I need some help to model this regular expression. I think it'll be easier with an example. I need a regular expression that matches a comma, but only if it's not inside this structure: "( )", like this:
,a,b,c,d,"("x","y",z)",e,f,g,
Then the first five and the last four commas should match the expression, the two between xyz and inside the ( ) section shouldn't.
I tried a lot of combinations but regular expressions is still a little foggy for me.
I want it to use with the split method in Java. The example is short, but it can be much more longer and have more than one section between "( and )". The split method receives an expression and if some text (in this case the comma) matches the expression it will be the separator.
So, want to do something like this:
String keys[] = row.split(expr);
System.out.println(keys[0]); // print a
System.out.println(keys[1]); // print b
System.out.println(keys[2]); // print c
System.out.println(keys[3]); // print d
System.out.println(keys[4]); // print "("x","y",z)"
System.out.println(keys[5]); // print e
System.out.println(keys[6]); // print f
System.out.println(keys[7]); // print g
Thanks!
You can do this with a negative lookahead. Here's a slightly simplified problem to illustrate the idea:
String text = "a;b;c;d;<x;y;z>;e;f;g;<p;q;r;s>;h;i;j";
String[] parts = text.split(";(?![^<>]*>)");
System.out.println(java.util.Arrays.toString(parts));
// _ _ _ _ _______ _ _ _ _________ _ _ _
// [a, b, c, d, <x;y;z>, e, f, g, <p;q;r;s>, h, i, j]
Note that instead of ,, the delimiter is now ;, and instead of "( and "), the parentheses are simply < and >, but the idea still works.
On the pattern
The […] is a character class. Something like [aeiou] matches one of any of the lowercase vowels. [^…] is a negated character class. [^aeiou] matches one of anything but the lowercase vowels.
The * repetition specifier can be used to match "zero-or-more times" of the preceding pattern.
The (?!…) is a negative lookahead; it can be used to assert that a certain pattern DOES NOT match, looking ahead (i.e. to the right) of the current position.
The pattern [^<>]*> matches a sequence (possibly empty) of everything except parentheses, finally followed by a paranthesis which is of the closing type.
Putting all of the above together, we get ;(?![^<>]*>), which matches a ;, but only if we can't see the closing parenthesis as the first parenthesis to its right, because witnessing such phenomenon would only mean that the ; is "inside" the parentheses.
This technique, with some modifications, can be adapted to the original problem. Remember to escape regex metacharacters ( and ) as necessary, and of course " as well as \ in a Java string literal must be escaped by preceding with a \.

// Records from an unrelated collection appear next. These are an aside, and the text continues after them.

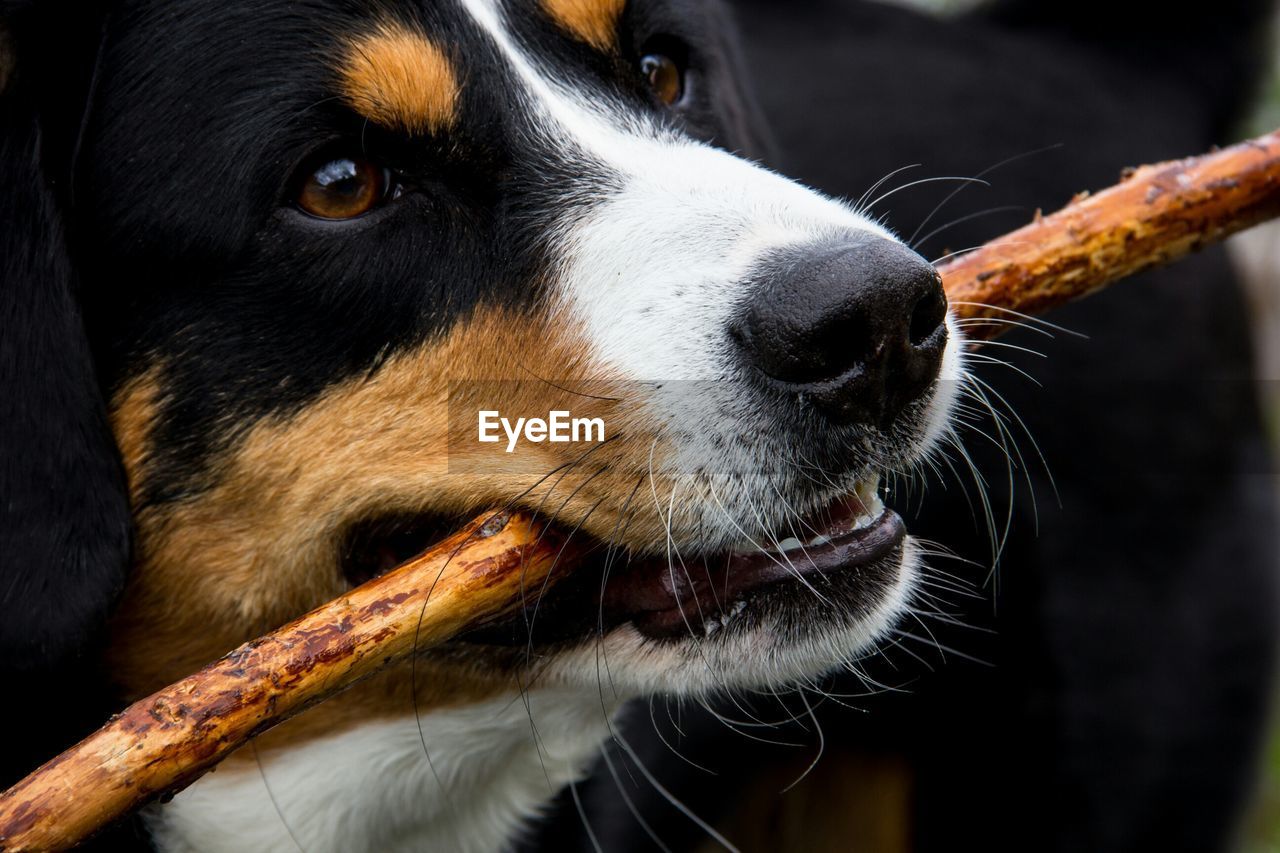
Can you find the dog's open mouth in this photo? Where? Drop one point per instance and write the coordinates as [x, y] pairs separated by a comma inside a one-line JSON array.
[[671, 594]]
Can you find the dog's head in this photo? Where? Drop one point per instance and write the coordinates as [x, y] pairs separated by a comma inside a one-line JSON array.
[[300, 247]]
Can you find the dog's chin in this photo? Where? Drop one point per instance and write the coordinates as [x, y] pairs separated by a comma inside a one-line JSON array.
[[754, 616]]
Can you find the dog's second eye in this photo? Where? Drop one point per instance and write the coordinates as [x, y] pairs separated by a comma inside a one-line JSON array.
[[664, 77], [343, 188]]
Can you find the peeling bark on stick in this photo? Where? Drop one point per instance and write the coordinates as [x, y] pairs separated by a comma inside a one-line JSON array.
[[164, 742], [1155, 215]]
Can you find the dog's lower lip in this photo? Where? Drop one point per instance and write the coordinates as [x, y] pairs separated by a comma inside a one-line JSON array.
[[664, 598]]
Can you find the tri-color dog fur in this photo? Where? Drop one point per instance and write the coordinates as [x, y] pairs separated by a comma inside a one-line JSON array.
[[259, 259]]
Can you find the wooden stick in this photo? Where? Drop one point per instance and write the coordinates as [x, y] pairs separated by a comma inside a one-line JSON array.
[[164, 742], [1157, 214]]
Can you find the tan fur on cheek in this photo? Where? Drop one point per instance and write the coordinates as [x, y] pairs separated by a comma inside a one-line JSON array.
[[400, 80], [263, 543], [592, 21]]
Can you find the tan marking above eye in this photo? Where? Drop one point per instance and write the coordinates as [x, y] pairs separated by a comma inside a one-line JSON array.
[[401, 80], [592, 21]]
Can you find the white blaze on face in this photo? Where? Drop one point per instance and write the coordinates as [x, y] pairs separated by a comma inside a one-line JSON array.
[[656, 264], [654, 270]]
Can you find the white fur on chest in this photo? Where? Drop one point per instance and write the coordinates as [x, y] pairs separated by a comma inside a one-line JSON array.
[[371, 788]]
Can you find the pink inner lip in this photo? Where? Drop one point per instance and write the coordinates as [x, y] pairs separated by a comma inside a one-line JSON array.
[[667, 600]]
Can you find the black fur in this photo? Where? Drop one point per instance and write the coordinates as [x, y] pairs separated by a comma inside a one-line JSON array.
[[64, 516], [147, 155]]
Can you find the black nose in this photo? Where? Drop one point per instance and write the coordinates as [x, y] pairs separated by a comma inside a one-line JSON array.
[[856, 328]]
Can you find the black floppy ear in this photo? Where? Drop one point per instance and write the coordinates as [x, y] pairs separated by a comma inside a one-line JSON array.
[[64, 516]]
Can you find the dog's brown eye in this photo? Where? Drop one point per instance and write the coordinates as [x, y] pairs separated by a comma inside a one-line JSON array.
[[664, 77], [343, 188]]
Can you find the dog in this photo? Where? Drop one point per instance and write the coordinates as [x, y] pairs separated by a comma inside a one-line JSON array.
[[269, 264], [1109, 687]]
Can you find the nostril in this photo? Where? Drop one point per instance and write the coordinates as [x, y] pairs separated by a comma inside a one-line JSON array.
[[927, 316]]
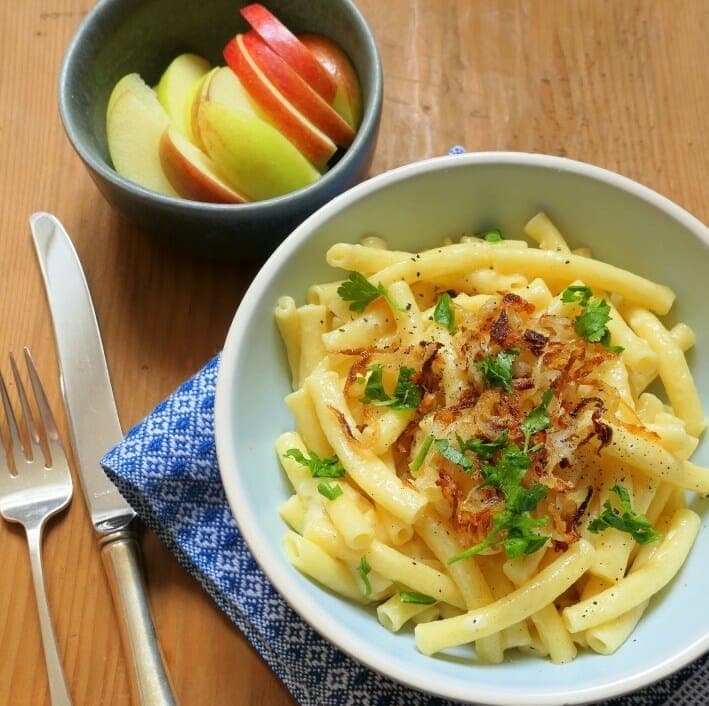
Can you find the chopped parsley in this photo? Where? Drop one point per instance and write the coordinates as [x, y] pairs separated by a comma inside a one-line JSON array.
[[329, 490], [319, 467], [636, 525], [537, 419], [443, 314], [491, 236], [414, 597], [358, 290], [497, 370], [407, 394], [447, 450], [421, 455], [363, 570], [484, 450], [512, 528], [592, 323]]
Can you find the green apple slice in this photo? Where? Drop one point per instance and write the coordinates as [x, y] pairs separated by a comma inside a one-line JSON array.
[[174, 89], [252, 154], [134, 127]]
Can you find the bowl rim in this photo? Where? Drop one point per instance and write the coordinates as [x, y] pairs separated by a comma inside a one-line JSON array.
[[282, 575], [368, 127]]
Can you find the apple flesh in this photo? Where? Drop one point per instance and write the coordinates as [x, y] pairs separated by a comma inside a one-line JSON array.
[[295, 90], [220, 86], [174, 90], [290, 49], [135, 123], [290, 122], [192, 173], [255, 157], [348, 98]]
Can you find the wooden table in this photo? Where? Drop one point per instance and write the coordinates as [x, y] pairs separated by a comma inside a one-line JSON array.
[[618, 83]]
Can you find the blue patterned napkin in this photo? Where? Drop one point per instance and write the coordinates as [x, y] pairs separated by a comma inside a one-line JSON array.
[[166, 468]]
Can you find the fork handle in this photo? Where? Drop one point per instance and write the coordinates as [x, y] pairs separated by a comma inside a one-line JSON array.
[[58, 692], [150, 684]]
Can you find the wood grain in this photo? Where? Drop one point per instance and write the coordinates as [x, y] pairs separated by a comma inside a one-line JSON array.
[[618, 83]]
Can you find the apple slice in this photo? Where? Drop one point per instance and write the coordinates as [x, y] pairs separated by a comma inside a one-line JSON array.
[[131, 82], [134, 127], [311, 141], [174, 90], [192, 173], [253, 155], [348, 99], [220, 86], [294, 89], [290, 49]]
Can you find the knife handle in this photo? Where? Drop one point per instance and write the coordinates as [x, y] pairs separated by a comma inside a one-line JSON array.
[[150, 684]]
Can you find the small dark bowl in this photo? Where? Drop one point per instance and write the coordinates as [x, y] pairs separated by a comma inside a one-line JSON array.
[[121, 36]]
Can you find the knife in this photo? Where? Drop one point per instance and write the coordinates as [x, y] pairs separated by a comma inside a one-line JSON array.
[[94, 426]]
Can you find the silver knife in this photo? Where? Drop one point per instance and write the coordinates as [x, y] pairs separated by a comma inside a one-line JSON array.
[[94, 426]]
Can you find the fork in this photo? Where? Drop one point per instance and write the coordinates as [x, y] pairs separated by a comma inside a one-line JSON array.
[[40, 487]]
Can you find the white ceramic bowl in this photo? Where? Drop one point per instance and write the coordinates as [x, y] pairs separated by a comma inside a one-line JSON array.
[[414, 207]]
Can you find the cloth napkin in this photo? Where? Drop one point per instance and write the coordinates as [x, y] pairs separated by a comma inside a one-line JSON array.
[[166, 468]]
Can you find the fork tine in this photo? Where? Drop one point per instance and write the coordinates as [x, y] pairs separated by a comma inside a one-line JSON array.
[[15, 441], [27, 416], [45, 411]]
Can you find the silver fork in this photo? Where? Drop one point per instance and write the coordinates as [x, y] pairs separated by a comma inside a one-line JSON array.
[[40, 487]]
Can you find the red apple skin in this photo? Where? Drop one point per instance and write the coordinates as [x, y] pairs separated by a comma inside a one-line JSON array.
[[190, 180], [334, 60], [290, 49], [314, 145], [292, 86]]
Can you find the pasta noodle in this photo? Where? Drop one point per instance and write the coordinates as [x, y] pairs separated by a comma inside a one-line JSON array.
[[475, 452]]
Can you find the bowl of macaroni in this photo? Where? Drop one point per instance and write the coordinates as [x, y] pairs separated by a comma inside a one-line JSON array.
[[474, 458]]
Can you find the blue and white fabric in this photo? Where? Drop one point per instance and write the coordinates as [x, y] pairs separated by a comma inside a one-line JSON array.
[[166, 468]]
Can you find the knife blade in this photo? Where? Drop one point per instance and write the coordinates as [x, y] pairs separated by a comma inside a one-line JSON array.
[[95, 428]]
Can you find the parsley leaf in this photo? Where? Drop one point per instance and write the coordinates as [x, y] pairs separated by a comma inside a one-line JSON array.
[[421, 455], [414, 597], [537, 419], [447, 450], [578, 293], [491, 236], [484, 450], [407, 394], [636, 525], [319, 467], [443, 314], [363, 570], [361, 292], [497, 370], [512, 527], [374, 391], [518, 538], [329, 490], [592, 323]]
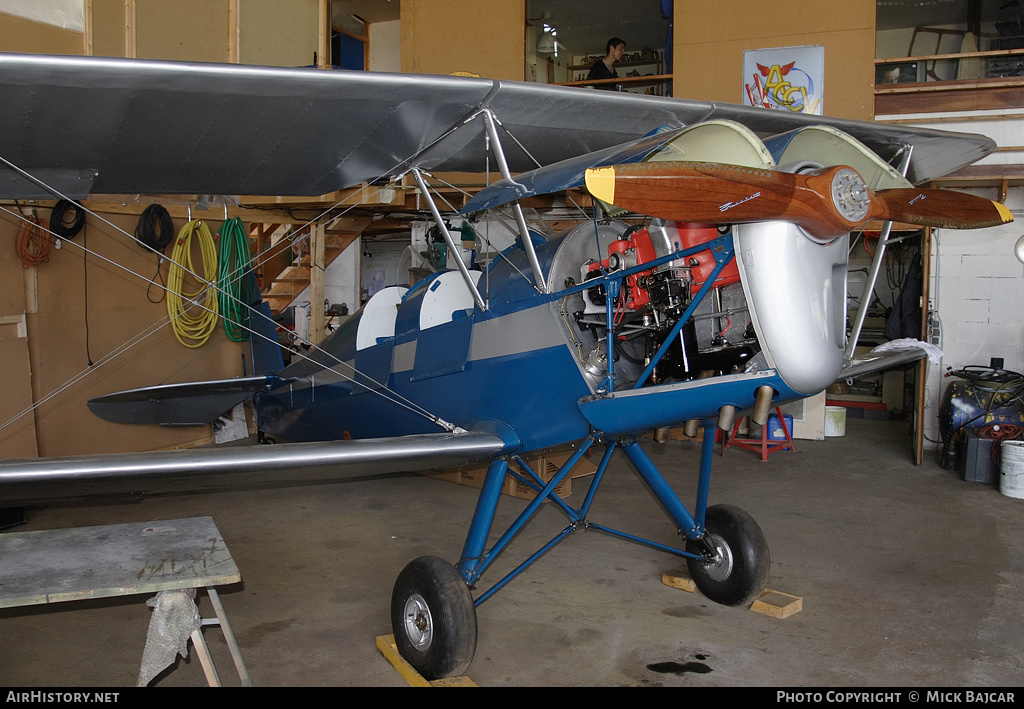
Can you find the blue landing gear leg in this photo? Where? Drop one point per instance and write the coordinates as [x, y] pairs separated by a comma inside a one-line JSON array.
[[727, 553]]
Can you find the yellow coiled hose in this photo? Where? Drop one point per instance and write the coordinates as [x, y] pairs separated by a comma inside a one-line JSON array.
[[194, 315]]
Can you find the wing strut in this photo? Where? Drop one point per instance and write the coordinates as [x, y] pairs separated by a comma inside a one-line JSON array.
[[503, 166], [453, 249], [872, 274]]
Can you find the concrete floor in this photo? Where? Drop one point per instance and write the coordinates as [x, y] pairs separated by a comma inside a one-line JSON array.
[[909, 577]]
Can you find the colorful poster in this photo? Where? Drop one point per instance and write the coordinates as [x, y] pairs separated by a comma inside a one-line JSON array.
[[784, 78]]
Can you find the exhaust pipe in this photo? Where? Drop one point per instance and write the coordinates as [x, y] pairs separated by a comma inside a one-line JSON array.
[[726, 415], [762, 405]]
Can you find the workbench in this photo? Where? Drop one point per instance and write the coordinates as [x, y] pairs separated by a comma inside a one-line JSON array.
[[59, 566]]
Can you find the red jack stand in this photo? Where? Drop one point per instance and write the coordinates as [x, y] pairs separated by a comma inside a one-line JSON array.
[[763, 444]]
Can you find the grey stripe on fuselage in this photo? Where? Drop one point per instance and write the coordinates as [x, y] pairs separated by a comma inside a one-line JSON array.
[[522, 331]]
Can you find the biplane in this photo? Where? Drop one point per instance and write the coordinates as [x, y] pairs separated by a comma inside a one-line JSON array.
[[708, 282]]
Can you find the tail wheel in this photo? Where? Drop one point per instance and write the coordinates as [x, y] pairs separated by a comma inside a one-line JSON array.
[[738, 572], [433, 618]]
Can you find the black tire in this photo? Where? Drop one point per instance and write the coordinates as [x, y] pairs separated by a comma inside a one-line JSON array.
[[739, 571], [433, 618]]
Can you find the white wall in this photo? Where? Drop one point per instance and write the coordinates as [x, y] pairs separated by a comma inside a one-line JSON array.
[[977, 290], [977, 285]]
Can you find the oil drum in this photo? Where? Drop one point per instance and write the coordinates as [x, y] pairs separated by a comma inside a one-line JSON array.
[[980, 397]]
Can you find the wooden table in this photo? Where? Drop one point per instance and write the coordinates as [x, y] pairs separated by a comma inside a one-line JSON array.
[[58, 566]]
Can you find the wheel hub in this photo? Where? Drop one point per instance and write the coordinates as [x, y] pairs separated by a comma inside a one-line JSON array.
[[720, 566], [419, 624]]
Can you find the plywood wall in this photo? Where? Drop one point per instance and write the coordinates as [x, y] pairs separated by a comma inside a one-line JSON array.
[[26, 36], [184, 30], [79, 310], [278, 34], [710, 39], [448, 36]]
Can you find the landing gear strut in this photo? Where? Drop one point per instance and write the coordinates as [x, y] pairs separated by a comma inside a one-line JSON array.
[[433, 614]]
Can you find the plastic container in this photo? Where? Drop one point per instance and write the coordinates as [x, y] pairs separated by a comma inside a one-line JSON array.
[[835, 421], [1012, 468]]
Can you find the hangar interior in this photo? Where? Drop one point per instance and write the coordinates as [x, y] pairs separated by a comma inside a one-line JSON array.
[[851, 519]]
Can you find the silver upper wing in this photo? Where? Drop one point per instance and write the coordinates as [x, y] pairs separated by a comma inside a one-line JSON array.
[[92, 125]]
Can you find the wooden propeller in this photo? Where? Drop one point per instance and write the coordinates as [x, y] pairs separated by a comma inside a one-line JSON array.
[[826, 202]]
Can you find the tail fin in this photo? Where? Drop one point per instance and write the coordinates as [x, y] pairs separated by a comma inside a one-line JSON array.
[[265, 350]]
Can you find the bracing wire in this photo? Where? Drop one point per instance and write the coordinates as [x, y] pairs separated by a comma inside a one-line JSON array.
[[380, 387]]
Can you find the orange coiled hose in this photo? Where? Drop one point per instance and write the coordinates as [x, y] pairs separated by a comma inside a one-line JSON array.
[[34, 242]]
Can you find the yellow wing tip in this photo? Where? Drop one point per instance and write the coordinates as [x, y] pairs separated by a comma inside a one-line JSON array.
[[601, 183], [1004, 213]]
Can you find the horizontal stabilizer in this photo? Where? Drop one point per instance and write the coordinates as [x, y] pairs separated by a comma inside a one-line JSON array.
[[26, 482], [188, 404]]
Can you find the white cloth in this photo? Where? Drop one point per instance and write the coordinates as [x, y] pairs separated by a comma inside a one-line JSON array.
[[174, 619]]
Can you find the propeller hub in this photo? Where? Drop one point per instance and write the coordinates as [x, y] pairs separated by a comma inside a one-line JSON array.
[[850, 195]]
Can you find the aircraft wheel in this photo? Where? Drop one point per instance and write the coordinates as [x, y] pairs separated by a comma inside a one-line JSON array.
[[739, 570], [433, 618]]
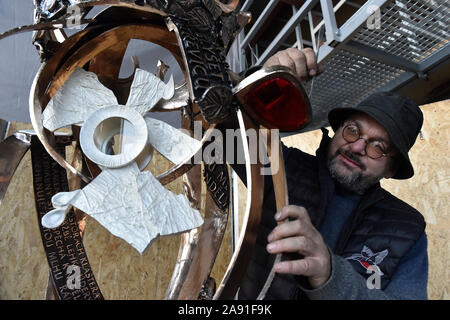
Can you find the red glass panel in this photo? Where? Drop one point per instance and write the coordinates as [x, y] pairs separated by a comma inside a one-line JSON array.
[[278, 103]]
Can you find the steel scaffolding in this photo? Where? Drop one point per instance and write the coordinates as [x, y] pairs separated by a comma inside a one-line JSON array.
[[385, 45]]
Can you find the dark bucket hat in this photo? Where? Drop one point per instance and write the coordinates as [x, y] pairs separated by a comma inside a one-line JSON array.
[[400, 117]]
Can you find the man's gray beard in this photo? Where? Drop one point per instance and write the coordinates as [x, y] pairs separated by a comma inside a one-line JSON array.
[[355, 181]]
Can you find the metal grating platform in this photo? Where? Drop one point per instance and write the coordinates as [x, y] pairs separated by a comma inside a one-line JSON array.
[[407, 51]]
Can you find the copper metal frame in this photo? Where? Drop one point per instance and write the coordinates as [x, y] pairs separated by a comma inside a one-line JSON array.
[[104, 51]]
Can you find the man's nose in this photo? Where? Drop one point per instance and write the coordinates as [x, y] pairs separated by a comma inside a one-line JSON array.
[[358, 147]]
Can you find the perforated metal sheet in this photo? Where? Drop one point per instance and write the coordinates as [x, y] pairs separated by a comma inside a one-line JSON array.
[[410, 29]]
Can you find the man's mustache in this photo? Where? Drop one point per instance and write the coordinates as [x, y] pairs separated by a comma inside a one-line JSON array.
[[352, 157]]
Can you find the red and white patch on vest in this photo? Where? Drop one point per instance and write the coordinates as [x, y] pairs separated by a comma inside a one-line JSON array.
[[368, 259]]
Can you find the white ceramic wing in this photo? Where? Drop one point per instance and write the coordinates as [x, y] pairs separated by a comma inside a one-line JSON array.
[[147, 89], [172, 143], [132, 205], [80, 96]]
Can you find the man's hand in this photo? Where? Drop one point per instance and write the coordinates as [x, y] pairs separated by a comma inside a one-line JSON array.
[[299, 235], [303, 63]]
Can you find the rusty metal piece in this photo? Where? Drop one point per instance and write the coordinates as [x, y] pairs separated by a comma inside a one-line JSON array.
[[12, 150]]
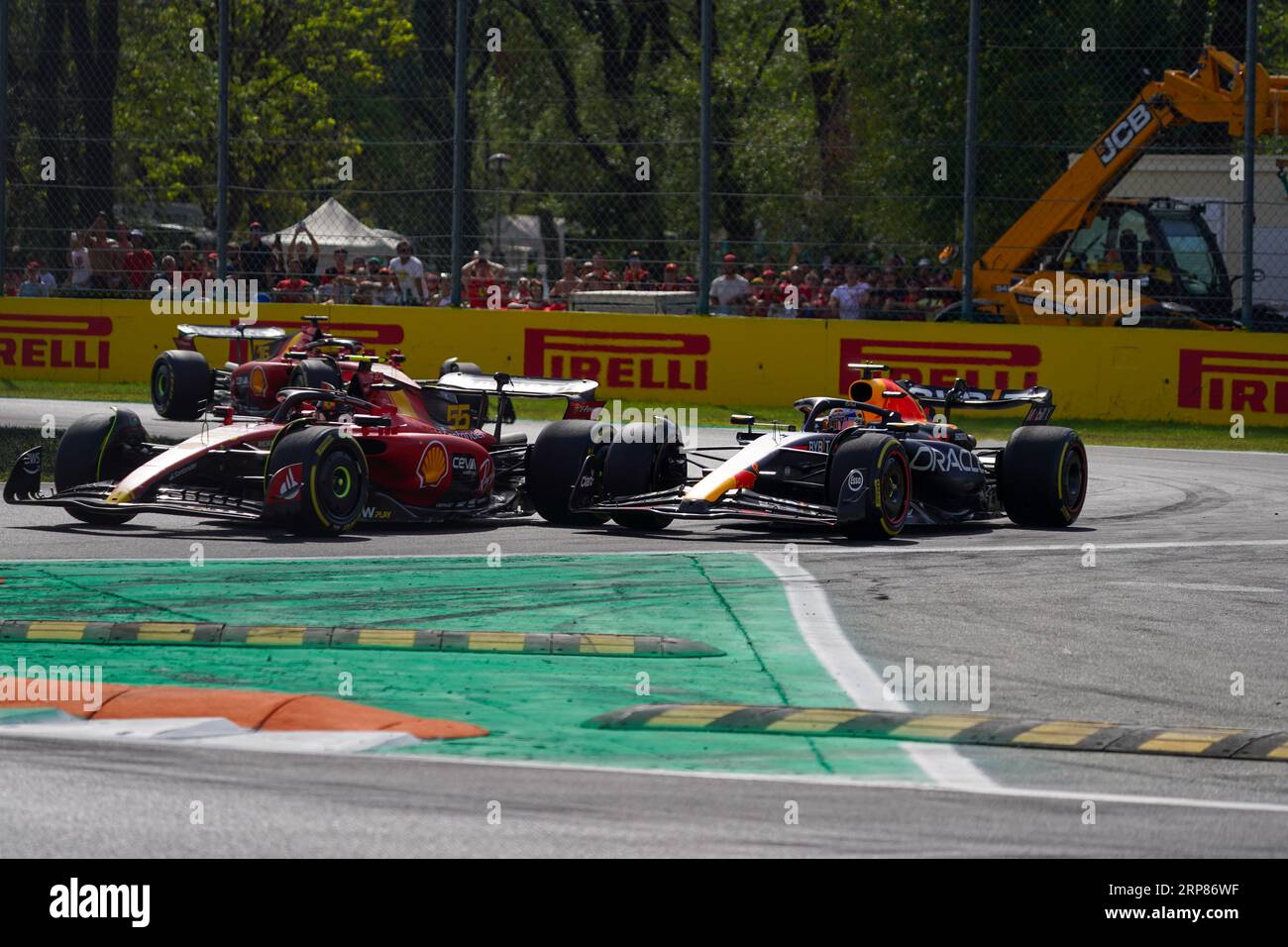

You can also make the * possessive to try to improve performance, i.e. ;(?![^<>]*+>).
References
regular-expressions.info/Character class, Repetition, Lookarounds, Possessive
Try this one:
(?![^(]*\)),
It worked for me in my testing, grabbed all commas not inside parenthesis.
Edit: Gopi pointed out the need to escape the slashes in Java:
(?![^(]*\\)),
Edit: Alan Moore pointed out some unnecessary complexity. Fixed.
If the parens are paired correctly and cannot be nested, you can split the text first at parens, then process the chunks.
List<String> result = new ArrayList<String>();
String[] chunks = text.split("[()]");
for (int i = 0; i < chunks.length; i++) {
if ((i % 2) == 0) {
String[] atoms = chunks[i].split(",");
for (int j = 0; j < atoms.length; j++)
result.add(atoms[j]);
}
else
result.add(chunks[i]);
}
Well,
After some tests I just found an answer that's doing what I need till now. At this moment, all itens inside the "( ... )" block are inside "" too, like in: "("a", "b", "c")", then, the regex ((?<!\"),)|(,(?!\")) works great for what I want!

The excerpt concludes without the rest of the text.